The separate system, as originally devised in the 1840s, would be repeatedly modified during the nineteenth century. However the system of cellular isolation and confinement in cells for up to 23 hours a day would remain a feature of the prison system well until the twentieth-first century – in recent decades due to under-resourcing rather than any faith in the reformative power of the cell – despite repeated evidence of the risks to the mental well being of the prisoners.


Notes

[1] Philip Priestley, Victorian Prison Lives: English Prison Biography, 1830-1914 (1985), p.39.

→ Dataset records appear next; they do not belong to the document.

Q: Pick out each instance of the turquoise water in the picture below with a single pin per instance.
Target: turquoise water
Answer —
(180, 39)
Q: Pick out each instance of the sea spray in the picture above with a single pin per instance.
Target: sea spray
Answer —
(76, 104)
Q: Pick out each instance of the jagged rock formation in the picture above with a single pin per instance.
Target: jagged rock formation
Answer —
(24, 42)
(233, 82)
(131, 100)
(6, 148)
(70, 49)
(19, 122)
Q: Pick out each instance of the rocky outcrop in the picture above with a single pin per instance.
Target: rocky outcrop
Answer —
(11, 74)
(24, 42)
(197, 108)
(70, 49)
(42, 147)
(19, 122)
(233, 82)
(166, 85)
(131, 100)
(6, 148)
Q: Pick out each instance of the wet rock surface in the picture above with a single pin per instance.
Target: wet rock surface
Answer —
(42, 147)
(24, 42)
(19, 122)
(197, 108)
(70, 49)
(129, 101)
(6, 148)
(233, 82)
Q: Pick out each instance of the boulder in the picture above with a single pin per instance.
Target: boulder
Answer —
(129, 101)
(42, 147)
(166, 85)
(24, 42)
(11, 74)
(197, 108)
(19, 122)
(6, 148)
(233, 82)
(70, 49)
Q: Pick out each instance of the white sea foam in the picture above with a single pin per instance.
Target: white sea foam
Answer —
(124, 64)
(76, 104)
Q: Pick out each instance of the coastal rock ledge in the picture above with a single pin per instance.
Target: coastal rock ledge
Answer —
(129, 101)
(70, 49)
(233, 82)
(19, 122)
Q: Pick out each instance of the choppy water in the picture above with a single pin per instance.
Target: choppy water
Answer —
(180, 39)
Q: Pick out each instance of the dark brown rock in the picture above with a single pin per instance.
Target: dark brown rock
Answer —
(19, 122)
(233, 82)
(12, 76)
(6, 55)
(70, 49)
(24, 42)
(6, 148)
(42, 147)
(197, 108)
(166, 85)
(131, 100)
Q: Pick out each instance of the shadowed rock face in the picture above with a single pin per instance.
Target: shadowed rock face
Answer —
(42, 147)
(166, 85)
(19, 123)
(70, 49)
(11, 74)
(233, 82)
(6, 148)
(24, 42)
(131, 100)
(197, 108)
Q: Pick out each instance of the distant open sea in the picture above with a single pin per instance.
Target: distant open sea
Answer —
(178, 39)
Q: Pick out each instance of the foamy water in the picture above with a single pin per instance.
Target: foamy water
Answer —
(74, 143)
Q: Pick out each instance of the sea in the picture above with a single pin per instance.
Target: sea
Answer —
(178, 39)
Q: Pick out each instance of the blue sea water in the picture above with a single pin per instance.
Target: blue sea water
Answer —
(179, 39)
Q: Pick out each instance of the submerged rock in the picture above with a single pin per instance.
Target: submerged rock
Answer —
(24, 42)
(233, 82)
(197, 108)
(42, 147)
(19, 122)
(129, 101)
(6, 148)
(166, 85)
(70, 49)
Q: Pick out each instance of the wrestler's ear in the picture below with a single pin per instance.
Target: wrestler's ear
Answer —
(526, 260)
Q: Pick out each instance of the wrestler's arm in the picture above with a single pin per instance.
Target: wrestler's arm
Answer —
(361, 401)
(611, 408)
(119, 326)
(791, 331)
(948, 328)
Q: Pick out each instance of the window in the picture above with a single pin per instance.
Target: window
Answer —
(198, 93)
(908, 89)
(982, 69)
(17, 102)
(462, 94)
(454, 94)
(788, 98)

[2] Austin Bidwell, From Wall Street to Newgate (1895), p.397.

[3] F. Brocklehurst, I was in Prison (1898), p.xvii.

[4] Florence Elizabeth Maybrick, Mrs. Maybrick’s Own Story: My Fifteen Lost Years (1905), pp.68-9.

[5] Third Report of the Inspectors of Prisons of Great Britain, Part 1, 1837-38, p.16.

[6] Reverend Joseph Kingsmill, Chapters on Prisons and Prisoners, 3rd edn (1854), p.116.

[7] William James Forsythe, The Reform of Prisoners 1830-1900 (1987), p.45.

[8] Charles Bernard Gibson, Life among Convicts, 2 vols (1863), vol. 1, p.69.

[9] National Archives of Ireland, Government Prison Office, Letter Books, GPO/LB/12, 7 July 1849–14 Dec 1851, p.53.